So the last time we met the Croods, back in 2013, Grug (Nicolas Cage), the overprotective patriarch of a caveman family, was struggling to adapt to his teenage daughter Eep’s (Emma Stone) new modern friend Guy (Ryan Reynolds). Guy has new ideas, new inventions, and Grug senses that his position as leader of the hunt is threatened by this little punk. But out of pure necessity they agreed to work together, Grug searching for safety for his pack, and Guy seeking the ever elusive “tomorrow.” Eventually Grug is forced to admit that Guy’s modern thinking is in fact better for their survival, and he must have been right because the family’s still intact for a sequel.

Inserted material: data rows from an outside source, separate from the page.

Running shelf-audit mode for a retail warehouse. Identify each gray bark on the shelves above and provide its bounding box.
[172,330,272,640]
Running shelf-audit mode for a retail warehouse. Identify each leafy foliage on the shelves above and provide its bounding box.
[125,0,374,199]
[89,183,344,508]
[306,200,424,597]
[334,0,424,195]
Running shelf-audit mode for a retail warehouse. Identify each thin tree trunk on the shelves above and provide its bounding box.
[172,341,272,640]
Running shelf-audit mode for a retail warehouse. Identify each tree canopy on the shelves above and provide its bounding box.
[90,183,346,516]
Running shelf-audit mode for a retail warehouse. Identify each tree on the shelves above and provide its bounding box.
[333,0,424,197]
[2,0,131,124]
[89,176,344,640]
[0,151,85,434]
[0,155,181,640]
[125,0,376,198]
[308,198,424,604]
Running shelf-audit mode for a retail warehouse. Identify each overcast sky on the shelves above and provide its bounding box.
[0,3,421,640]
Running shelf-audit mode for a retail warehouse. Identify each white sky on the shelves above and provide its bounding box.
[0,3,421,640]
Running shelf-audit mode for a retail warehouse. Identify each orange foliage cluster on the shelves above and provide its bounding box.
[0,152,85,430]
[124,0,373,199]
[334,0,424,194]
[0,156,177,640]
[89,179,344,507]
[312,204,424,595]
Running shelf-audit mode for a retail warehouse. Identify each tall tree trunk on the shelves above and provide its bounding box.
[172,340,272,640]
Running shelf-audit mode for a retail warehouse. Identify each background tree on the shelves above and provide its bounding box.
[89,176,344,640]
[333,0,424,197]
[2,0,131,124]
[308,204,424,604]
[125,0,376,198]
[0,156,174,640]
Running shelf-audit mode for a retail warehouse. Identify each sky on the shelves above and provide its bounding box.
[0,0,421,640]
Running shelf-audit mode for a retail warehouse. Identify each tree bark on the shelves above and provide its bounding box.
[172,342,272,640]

They’re all still following the light toward “tomorrow,” but Eep and Guy are starting to think of starting their own pack, which Grug takes rather hard. Any plans for splitting up are put on hold when it seems they may have found tomorrow: huzzah! In fact, it’s a gated community, a lush oasis, an exotic land of safety and plenty. Its inhabitants, and in fact creators, are Hope (Leslie Mann) and Phil (Peter Dinklage) Betterman, and their teenage daughter Dawn (Kelly Marie Tran), who are actually family friends from Guy’s childhood. The Bettermans are beyond ecstatic to be reunited with Guy, who would make the perfect mate for their daughter (not that there are any other options), and to show off their better way of living. Indeed, their treehouse is the absolute zenith in modern living, with every convenience, every comfort, and best of all, loads of food. Grug doesn’t necessarily appreciate its “privacy” or Phil’s emphasis on individualism, but wife Ugga (Catherine Keener) and the rest of the family seem awfully keen – even Eep, who is rather happy to have her first female friend, at least until she starts to see Dawn as competition for the one and only teenage boy in the vicinity. And after all, Guy is a modern human like them; what could he see in a cavegirl like her?
There’s lots of adventure to be had in A New Age, new lands to discover, new characters to sneer at, and plenty of wacky, zany stuff, like land sharks and punch monkeys, which may make tough critics like my nephews, who will not appreciate the teenage romance aspects, feel a little more forgiving. And while parents won’t be as keen to watch this as, say, Soul, which is hardly fair comparison, I’m sure we can all relate to fearing change, especially when it comes to family. There is a balance between the modern and the traditional that every generation must find for itself, and according to Dreamworks, that’s been true since before humans walked fully upright.